SI-428-2006 Page 1 of 3
April 2006
Media only: Linda St. Thomas (202) 633-5188
Web site: http://www.si.edu/mci
Smithsonian Museum Conservation Institute
Fact Sheet
The Smithsonian Museum Conservation Institute's mission is to become the
center for specialized technical collection research and conservation for all Smithsonian
museums and collections. To fulfill this mission MCI staff combine their knowledge of
materials and the history of technology with state-of-the-art instrumentation and scientific
techniques to provide technical research studies and interpretation of art, as well as
anthropological, and historical objects.
MCI conducts these in-depth studies of artistic, anthropological, and historic
objects using state-of-the-art analytical techniques to elucidate their provenance,
composition, and cultural context of Smithsonian collections, and to improve our
conservation and collections storage capabilities.

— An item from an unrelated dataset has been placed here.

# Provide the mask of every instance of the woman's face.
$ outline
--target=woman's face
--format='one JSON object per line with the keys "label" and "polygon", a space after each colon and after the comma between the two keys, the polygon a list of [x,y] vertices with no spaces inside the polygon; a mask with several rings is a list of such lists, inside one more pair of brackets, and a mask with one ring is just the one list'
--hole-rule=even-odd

In addition to aiding in conservation of an object, these studies may provide
authentication and help determine its level of technological sophistication. Thus the
studies assist art historians and conservators as they place objects within a culture and a
time period, look for new cultural influences within societies, and compare cultures and
cultural and technological change across different periods and geographic areas. With
this information, art historians, historians, and archaeologists document cultural
interactions and the spread of ideas.
MCI also provides specialized knowledge to assist our natural history collections
in assessing current storage practices, assess possible new storage solutions, in assessing
and remediation of pesticide contamination, among other projects.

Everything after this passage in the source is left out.